如果非要吳真真用一個字來形容,那她首先想到的就是……
——“誘”。
很誘。
這個男人真是個奇妙的矛盾體:明明有着最清冷的氣質,卻能輕易點燃人心裏的火;明明長着一張最聖潔的臉,卻能勾起人最下流的慾望……
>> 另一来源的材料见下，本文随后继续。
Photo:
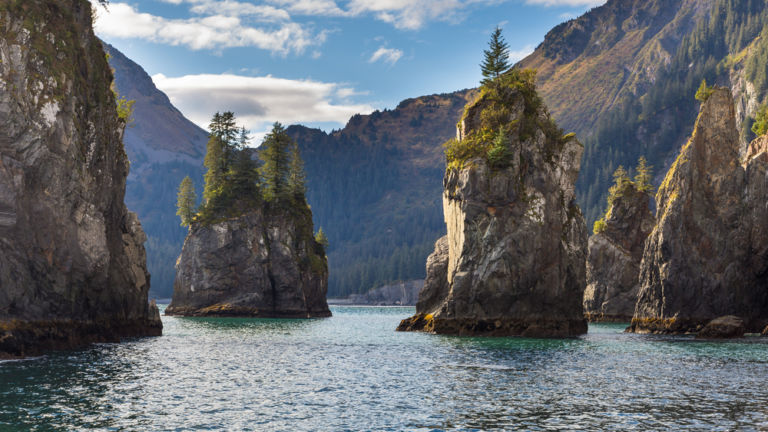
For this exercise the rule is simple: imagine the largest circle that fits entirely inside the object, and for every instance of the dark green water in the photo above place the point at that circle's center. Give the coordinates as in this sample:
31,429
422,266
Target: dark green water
353,372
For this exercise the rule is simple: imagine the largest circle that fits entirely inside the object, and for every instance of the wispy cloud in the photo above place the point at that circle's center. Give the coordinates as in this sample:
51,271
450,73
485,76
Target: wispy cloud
387,55
260,101
209,32
566,2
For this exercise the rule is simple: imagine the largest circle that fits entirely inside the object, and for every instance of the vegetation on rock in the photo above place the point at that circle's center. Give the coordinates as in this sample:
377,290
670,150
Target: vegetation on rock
234,183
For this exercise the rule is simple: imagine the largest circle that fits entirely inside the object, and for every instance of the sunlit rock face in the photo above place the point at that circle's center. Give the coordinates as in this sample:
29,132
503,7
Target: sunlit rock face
513,260
73,265
707,256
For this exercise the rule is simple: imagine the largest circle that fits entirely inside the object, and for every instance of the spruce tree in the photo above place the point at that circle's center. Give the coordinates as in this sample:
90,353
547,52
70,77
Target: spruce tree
496,57
276,156
186,200
297,177
643,176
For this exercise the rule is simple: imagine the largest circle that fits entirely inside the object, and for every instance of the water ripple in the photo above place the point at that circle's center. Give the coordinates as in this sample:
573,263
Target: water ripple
353,372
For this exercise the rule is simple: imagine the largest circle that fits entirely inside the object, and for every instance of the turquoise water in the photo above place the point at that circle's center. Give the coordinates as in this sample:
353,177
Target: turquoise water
354,372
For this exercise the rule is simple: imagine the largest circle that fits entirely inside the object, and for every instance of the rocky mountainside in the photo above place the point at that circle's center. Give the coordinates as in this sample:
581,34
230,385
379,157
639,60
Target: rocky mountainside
707,256
513,261
623,76
73,265
264,263
374,187
614,258
163,147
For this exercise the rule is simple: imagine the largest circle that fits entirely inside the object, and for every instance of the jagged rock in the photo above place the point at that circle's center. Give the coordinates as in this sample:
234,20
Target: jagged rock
264,263
723,328
513,261
73,265
707,256
614,258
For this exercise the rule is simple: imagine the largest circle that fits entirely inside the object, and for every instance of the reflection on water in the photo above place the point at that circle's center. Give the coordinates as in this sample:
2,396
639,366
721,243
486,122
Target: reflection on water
353,372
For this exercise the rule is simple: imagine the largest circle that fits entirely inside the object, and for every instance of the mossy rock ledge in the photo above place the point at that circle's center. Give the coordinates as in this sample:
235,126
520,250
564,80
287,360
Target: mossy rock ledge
707,256
72,259
263,263
514,260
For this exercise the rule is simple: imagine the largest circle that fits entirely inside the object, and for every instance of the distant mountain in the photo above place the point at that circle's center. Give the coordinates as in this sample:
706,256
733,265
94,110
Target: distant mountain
375,188
163,147
623,77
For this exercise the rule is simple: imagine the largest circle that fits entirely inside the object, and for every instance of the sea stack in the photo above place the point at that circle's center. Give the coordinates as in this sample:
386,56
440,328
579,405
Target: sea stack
73,265
251,250
707,256
615,252
513,261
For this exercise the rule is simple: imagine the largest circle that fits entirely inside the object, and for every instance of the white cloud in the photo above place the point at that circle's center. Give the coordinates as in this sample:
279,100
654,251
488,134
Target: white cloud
387,55
260,101
566,2
210,32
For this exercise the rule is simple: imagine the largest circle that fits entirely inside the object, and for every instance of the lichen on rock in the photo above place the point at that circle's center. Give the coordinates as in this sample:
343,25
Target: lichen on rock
513,261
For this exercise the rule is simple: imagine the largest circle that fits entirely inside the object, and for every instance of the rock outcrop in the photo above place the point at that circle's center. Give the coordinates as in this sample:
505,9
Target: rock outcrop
265,263
707,256
513,261
73,265
614,258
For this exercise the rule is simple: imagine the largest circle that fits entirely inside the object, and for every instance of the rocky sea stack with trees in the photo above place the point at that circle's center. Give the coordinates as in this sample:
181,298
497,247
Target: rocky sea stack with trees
513,261
707,256
73,265
251,248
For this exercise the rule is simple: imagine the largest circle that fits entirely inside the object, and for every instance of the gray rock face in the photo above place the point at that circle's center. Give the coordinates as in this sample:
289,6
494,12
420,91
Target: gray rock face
513,261
262,264
614,259
73,265
707,256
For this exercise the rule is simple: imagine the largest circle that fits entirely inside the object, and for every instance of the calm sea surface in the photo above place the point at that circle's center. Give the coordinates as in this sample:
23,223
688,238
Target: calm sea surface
354,372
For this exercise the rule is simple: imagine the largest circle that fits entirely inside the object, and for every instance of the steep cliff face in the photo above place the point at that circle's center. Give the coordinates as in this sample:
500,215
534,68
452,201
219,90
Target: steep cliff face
513,261
614,258
163,147
73,265
707,256
264,263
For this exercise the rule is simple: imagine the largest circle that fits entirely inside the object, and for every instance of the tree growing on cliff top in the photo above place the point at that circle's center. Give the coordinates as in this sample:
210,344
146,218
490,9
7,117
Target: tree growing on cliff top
276,155
186,201
760,126
496,57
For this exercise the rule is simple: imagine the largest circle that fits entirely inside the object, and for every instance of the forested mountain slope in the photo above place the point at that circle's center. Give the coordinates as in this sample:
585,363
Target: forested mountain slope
163,147
623,77
375,189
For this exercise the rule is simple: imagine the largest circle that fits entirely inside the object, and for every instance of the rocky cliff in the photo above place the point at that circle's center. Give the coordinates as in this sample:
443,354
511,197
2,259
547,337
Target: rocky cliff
513,261
73,265
264,263
614,258
707,256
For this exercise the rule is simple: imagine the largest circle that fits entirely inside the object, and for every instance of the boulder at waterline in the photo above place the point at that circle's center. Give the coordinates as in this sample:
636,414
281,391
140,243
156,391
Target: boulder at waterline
707,256
615,252
513,261
73,265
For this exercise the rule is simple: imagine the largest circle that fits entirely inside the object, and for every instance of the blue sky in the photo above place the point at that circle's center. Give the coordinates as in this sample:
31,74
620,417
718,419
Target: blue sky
317,62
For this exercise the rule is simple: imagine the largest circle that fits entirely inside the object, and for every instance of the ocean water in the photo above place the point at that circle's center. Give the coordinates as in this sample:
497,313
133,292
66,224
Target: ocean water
353,372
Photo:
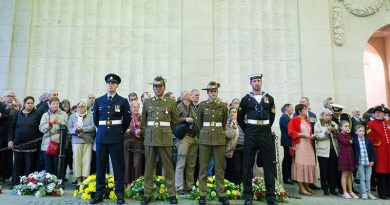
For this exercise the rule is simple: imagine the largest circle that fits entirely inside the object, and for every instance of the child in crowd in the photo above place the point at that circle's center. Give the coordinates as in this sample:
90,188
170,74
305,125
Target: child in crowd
364,160
346,159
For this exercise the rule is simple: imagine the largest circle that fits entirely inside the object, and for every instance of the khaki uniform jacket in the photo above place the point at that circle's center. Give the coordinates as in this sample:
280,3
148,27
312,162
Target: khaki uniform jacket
212,112
158,110
185,112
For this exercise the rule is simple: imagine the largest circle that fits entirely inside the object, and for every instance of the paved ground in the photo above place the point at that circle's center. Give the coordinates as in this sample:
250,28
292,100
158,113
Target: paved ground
7,198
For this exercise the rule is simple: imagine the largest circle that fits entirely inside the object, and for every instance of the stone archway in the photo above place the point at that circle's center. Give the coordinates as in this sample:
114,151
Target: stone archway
376,60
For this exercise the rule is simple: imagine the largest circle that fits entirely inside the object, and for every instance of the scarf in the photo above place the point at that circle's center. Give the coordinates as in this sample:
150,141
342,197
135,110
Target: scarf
134,124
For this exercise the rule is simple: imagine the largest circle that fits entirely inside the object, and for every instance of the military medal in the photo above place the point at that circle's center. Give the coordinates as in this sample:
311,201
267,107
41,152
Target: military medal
166,110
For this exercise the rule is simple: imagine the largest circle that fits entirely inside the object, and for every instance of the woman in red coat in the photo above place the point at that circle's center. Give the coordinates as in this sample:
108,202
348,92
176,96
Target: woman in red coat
303,168
378,131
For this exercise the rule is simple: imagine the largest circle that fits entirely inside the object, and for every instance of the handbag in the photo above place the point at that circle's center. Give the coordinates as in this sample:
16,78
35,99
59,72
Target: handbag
291,151
53,149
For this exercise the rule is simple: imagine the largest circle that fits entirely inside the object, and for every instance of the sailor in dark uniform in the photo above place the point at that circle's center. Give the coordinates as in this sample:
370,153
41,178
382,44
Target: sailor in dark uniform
111,117
259,109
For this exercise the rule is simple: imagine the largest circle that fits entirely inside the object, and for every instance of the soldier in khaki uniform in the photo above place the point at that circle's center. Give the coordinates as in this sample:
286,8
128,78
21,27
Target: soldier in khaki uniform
159,118
212,118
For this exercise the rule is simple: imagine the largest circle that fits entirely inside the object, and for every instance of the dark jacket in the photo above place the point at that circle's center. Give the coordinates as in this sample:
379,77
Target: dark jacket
3,122
285,140
249,107
25,128
369,147
117,109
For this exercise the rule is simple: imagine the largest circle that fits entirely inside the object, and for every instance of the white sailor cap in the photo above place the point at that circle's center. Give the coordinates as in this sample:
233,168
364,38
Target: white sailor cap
255,76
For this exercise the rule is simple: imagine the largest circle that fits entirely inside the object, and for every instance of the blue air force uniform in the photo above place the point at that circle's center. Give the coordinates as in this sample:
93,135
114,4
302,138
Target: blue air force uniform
111,117
256,118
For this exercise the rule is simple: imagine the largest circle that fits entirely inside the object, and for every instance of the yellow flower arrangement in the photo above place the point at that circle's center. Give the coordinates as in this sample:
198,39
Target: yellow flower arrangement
136,190
87,188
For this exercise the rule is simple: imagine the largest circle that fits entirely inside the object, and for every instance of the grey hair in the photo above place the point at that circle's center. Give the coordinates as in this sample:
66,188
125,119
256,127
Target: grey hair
324,112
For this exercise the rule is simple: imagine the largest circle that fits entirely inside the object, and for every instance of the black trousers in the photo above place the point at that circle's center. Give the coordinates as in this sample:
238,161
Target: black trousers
69,154
383,185
116,153
259,138
328,171
286,164
233,171
5,162
23,165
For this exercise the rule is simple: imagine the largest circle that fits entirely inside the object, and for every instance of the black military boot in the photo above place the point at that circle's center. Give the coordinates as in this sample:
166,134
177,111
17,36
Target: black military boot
145,201
202,200
224,201
96,199
173,200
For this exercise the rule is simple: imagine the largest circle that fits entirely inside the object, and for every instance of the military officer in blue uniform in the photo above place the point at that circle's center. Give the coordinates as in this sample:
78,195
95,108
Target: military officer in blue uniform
256,114
111,117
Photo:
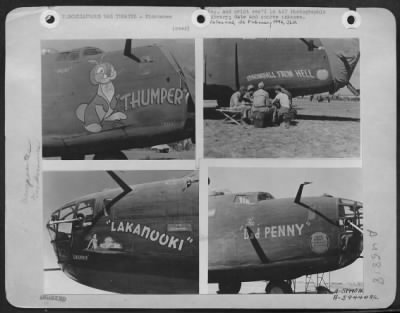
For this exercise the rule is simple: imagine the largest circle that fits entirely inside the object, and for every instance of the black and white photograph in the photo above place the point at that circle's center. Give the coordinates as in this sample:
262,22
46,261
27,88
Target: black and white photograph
131,232
281,98
282,230
118,99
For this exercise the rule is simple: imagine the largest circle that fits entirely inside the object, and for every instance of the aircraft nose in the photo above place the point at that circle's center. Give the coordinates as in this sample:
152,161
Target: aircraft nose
343,56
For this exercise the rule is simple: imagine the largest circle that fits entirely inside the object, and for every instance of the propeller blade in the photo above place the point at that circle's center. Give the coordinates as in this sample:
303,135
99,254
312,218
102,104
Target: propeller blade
256,246
300,191
298,198
352,89
128,51
355,227
52,269
125,190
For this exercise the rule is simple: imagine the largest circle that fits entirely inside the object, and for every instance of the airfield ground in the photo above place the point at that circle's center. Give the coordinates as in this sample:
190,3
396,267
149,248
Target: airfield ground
259,287
322,130
147,154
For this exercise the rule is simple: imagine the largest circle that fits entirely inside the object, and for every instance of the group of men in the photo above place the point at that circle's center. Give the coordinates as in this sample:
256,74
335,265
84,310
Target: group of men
250,101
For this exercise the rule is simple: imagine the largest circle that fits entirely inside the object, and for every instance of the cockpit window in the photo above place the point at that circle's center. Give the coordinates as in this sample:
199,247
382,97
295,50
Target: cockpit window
92,51
264,196
242,200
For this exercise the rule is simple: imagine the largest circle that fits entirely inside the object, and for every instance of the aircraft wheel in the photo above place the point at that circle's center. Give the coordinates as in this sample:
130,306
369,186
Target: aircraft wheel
117,155
278,287
73,157
231,287
323,290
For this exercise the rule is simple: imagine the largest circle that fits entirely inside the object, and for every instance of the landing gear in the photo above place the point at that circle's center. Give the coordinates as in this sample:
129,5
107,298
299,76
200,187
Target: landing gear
73,156
116,155
277,287
230,287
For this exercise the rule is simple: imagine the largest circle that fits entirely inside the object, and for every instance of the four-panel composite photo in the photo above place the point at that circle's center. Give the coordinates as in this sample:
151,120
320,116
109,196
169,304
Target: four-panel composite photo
139,231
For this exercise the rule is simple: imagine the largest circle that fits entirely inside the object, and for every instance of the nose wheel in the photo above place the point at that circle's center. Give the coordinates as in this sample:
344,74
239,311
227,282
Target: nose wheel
279,287
115,155
231,287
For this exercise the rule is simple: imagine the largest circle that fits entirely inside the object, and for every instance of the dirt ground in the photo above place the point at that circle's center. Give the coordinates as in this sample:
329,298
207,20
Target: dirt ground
258,287
322,130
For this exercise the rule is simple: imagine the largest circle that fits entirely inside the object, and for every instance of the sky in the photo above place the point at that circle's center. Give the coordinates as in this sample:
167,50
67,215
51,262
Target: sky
62,187
284,183
182,49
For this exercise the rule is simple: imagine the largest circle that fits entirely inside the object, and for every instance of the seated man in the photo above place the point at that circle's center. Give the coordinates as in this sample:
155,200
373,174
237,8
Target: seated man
238,102
262,103
282,101
249,95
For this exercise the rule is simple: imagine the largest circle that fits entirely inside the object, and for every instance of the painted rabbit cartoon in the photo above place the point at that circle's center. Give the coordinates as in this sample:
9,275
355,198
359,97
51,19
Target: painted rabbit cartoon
103,104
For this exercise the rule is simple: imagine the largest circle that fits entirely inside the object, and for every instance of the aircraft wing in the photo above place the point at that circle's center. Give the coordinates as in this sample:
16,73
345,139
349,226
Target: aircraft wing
279,270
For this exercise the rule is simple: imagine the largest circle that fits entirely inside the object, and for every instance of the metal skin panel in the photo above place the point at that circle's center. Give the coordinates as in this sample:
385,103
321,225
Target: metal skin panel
296,239
147,243
300,65
151,95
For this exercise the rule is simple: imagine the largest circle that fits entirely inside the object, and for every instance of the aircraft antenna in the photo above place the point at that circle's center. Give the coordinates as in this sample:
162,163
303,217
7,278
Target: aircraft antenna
236,68
300,191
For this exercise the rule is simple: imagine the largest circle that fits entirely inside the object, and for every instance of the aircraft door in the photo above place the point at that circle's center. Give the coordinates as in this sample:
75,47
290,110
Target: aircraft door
60,229
184,224
84,214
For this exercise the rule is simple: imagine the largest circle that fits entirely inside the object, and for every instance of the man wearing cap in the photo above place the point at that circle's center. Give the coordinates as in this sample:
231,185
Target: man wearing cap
261,101
282,101
237,98
240,102
248,97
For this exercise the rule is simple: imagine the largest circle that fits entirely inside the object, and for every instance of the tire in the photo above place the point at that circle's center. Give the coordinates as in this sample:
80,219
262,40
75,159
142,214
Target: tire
117,155
231,287
278,287
73,157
就像他此刻,明明用着最虛弱、最無辜的口氣在挽留她,卻好像無處不在邀請:
“來吧,對我做更多……
你看,我也沒有辦法反抗……”
……吳真真悄悄嚥了一口口水。
果然,平時還是應該少看點那種網站的小說……
她不想承認自己內心深處其實很想答應,只能轉而仰頭望了一眼天色,發覺時候已經不早了。那些花瓣與葉片的邊緣已經被陽光滲透出一圈金黃。
斑駁的樹蔭落在阿坤身上,隨着風一會兒散開,一會兒又聚成團。把他的眉眼像莫奈的畫那樣來回調和着,時而清淡,時而清晰。
她躁動的心因着他的恬靜,也漸漸變得安然。
“可是,再不起牀的話,今天就趕不回家裏了。”少女認真道。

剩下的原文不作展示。